После оставления нашими войсками Одессы 164-й Отдельный артиллерийский противотанковый дивизион прибыл в Крым – был выгружен в Инкермане. Отсюда артиллеристов бросили к Армянску, где положение создавалось не просто критическое, а, скорее, трагическое: до войны никто не предполагал, что враг может глубоко проникнуть на нашу территорию, поэтому известные, уже исторически сложившиеся рубежи обороны не были подготовлены к ней.
К сожалению, не были возведены и соответствующие укрепления на Крымском перешейке и под Севастополем.
Опьяненные успехами на Украине, захватив Кишинев, Киев, Одессу, Днепропетровск, Николаев, Херсон, Кривой Рог, гитлеровцы распространялись по Причерноморско-Азовской степи как огонь. В полной надежде на быстрый и счастливый успех они двумя языками всепожирающего пламени ринулись к Дону и в Крым.
Сильно потрепанные в семидесятитрехдневных безотдышных боях под Одессой, моряки и части Приморской армии только что свершили морской переход из Одессы в Севастополь и не успели отдохнуть, а уже надо было идти к Перекопу.

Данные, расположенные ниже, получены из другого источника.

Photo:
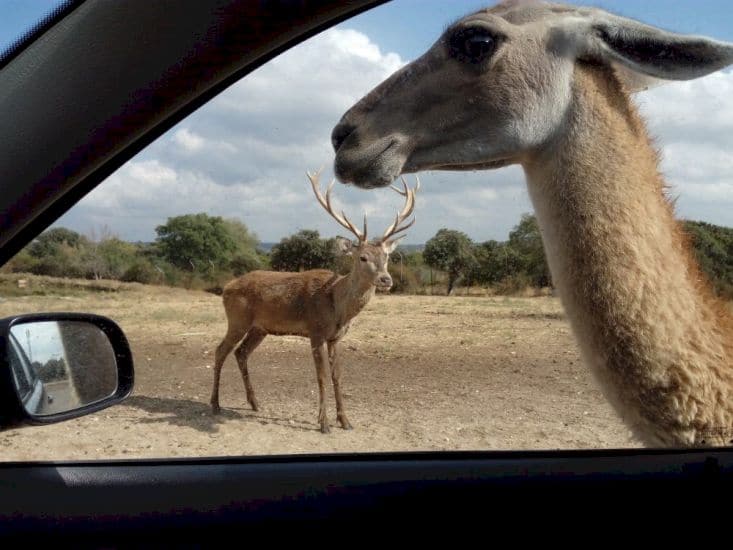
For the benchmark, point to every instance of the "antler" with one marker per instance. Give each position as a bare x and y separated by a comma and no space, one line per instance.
409,195
326,203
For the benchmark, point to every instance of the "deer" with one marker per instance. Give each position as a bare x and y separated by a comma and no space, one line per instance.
317,304
548,87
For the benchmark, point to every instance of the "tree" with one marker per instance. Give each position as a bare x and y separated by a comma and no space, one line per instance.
495,262
57,253
713,249
48,242
245,258
304,250
450,251
526,240
197,242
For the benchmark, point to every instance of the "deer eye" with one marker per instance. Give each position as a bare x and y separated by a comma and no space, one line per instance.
473,44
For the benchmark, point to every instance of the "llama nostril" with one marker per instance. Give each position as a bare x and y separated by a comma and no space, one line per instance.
342,131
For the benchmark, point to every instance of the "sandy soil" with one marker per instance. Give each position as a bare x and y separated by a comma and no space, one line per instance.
420,373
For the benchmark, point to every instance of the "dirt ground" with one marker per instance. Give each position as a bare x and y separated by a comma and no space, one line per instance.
420,373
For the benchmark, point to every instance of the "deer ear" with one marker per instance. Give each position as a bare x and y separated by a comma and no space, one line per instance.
645,52
344,246
389,246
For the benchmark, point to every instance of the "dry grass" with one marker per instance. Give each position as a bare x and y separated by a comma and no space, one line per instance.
421,373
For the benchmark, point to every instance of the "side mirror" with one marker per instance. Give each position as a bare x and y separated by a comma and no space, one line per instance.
58,366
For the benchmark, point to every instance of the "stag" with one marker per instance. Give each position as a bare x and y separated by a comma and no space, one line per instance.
317,304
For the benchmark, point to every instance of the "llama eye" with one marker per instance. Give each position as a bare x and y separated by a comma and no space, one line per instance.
474,44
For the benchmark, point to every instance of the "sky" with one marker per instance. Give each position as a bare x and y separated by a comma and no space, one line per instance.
244,155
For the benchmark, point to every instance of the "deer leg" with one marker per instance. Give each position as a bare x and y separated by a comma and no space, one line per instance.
320,358
333,359
223,349
249,344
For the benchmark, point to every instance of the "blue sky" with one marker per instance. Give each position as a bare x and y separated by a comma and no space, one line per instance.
385,24
245,154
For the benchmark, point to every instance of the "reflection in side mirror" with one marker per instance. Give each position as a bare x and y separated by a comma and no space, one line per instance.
60,366
65,365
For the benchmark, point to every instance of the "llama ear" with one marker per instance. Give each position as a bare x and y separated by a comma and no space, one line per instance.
643,55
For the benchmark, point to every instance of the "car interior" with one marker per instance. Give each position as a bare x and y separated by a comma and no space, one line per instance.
83,92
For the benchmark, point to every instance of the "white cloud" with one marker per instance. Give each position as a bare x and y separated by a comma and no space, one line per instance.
245,155
189,141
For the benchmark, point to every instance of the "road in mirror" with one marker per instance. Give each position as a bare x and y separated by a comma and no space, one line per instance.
60,366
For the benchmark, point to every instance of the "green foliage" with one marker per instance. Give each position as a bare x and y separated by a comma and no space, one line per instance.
302,251
108,259
197,242
48,243
526,240
450,251
142,270
203,252
713,249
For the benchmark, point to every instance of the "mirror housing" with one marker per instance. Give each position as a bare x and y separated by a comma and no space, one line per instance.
59,366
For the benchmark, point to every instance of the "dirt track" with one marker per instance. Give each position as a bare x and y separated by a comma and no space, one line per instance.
420,373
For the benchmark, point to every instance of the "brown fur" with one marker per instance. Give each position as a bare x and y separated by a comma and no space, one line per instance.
650,328
554,96
316,304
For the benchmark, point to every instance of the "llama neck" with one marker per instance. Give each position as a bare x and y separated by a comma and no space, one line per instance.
657,341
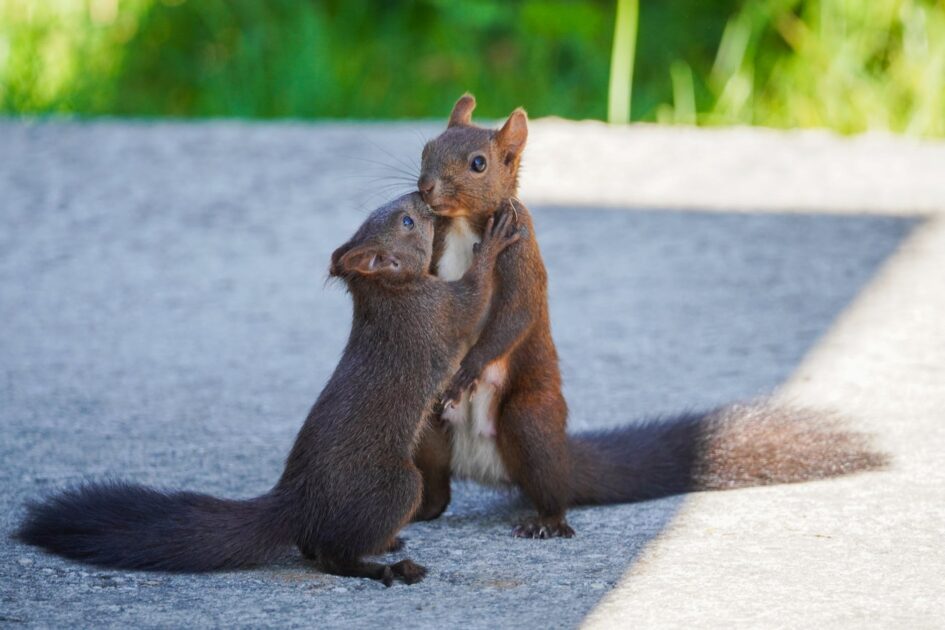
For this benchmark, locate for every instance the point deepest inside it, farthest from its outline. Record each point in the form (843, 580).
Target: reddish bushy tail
(732, 447)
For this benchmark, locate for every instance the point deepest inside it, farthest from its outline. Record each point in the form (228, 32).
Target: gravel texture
(166, 319)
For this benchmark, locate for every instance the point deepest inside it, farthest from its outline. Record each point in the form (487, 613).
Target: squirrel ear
(462, 111)
(511, 138)
(364, 260)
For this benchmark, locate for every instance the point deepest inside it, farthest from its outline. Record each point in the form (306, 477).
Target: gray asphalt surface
(165, 319)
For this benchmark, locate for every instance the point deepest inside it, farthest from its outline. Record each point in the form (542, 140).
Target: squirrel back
(466, 173)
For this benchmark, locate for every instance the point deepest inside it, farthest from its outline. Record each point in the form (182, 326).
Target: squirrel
(349, 484)
(505, 415)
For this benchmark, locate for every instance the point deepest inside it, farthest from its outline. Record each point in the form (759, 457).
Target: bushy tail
(128, 526)
(732, 447)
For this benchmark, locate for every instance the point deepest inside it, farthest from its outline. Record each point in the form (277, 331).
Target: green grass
(850, 65)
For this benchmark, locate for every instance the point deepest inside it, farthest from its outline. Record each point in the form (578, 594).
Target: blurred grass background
(850, 65)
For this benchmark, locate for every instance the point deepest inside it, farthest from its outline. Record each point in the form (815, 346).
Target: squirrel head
(468, 170)
(393, 245)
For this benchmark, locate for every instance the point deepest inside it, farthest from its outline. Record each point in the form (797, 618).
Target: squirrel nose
(426, 185)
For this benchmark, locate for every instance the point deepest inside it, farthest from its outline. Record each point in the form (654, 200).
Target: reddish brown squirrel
(505, 412)
(349, 483)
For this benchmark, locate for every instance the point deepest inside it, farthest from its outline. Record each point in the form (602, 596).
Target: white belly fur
(475, 454)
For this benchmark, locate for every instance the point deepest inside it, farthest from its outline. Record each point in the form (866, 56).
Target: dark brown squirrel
(505, 412)
(349, 483)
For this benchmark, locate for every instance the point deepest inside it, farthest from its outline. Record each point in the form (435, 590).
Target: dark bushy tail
(128, 526)
(732, 447)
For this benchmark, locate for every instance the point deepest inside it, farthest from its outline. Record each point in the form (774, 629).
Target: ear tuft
(513, 135)
(461, 115)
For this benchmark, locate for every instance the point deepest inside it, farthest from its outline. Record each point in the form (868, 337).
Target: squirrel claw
(536, 529)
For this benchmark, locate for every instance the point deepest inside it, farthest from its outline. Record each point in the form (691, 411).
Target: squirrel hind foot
(540, 529)
(408, 571)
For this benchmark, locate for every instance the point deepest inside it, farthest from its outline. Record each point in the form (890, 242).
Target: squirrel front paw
(465, 380)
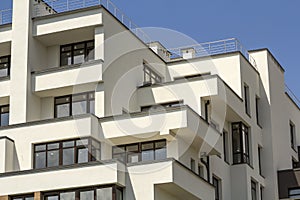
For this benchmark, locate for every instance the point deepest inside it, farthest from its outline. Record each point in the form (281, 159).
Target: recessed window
(66, 152)
(253, 190)
(247, 99)
(226, 146)
(23, 197)
(294, 193)
(75, 104)
(257, 108)
(150, 77)
(193, 165)
(259, 160)
(240, 143)
(4, 115)
(132, 153)
(217, 185)
(293, 135)
(4, 66)
(76, 53)
(93, 193)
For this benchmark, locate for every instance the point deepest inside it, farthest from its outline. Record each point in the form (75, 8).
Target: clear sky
(273, 24)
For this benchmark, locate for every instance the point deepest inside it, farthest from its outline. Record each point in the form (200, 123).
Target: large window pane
(68, 156)
(40, 160)
(87, 195)
(63, 110)
(104, 194)
(53, 158)
(67, 196)
(83, 155)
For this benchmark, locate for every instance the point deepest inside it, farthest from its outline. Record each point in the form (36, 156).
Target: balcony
(89, 174)
(168, 176)
(62, 80)
(5, 16)
(180, 123)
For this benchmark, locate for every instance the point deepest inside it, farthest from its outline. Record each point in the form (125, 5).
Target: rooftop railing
(214, 48)
(59, 6)
(5, 16)
(292, 96)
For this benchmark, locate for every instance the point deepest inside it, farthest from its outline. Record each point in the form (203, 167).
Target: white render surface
(116, 77)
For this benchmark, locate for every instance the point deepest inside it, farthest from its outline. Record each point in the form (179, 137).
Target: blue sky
(257, 24)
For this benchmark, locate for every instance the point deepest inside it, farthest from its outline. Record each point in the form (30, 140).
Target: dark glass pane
(68, 156)
(63, 110)
(40, 160)
(92, 106)
(87, 195)
(82, 156)
(66, 58)
(62, 100)
(5, 119)
(53, 197)
(52, 146)
(40, 147)
(78, 56)
(133, 158)
(119, 194)
(147, 155)
(3, 72)
(82, 142)
(160, 154)
(53, 158)
(79, 108)
(104, 194)
(67, 196)
(68, 144)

Был на исходе октябрь 1941 года. У Перекопа завязались кровавые бои.
Обе стороны несли тяжелые потери. Особенно тяжелы они были для нас – впереди ни резервов, ни тактического простора, позади ровная как стол степь.
Много погибло в крымских степях наших людей. Людей поистине святой чистоты и отваги. Среди них любимец и герой Одессы, командир 1-го полка морской пехоты полковник Яков Иванович Осипов.
В боях за Крым был ранен и Анатолий Голимбиевский – ему перебило левую ключицу и тяжело ранило правую руку.
С позиций был доставлен в Севастополь, а отсюда санитарным транспортом на Большую землю.
Долго пришлось залечивать раны: вывезенный с поля боя 21 октября 1941 года, он лишь в начале 1942 года вышел из госпиталя.
В прежнюю часть не попал, а был определен в Новороссийский полуэкипаж. Попросился на передовую – не пустили, оставили в Новороссийске, назначили в отдельную роту по охране порта и аэродрома.
Не мог смириться с этим назначением – писал рапорта, получал отказы и снова писал. Друзья утешали – мол, на войне не ты выбираешь, а тебя дело выбирает.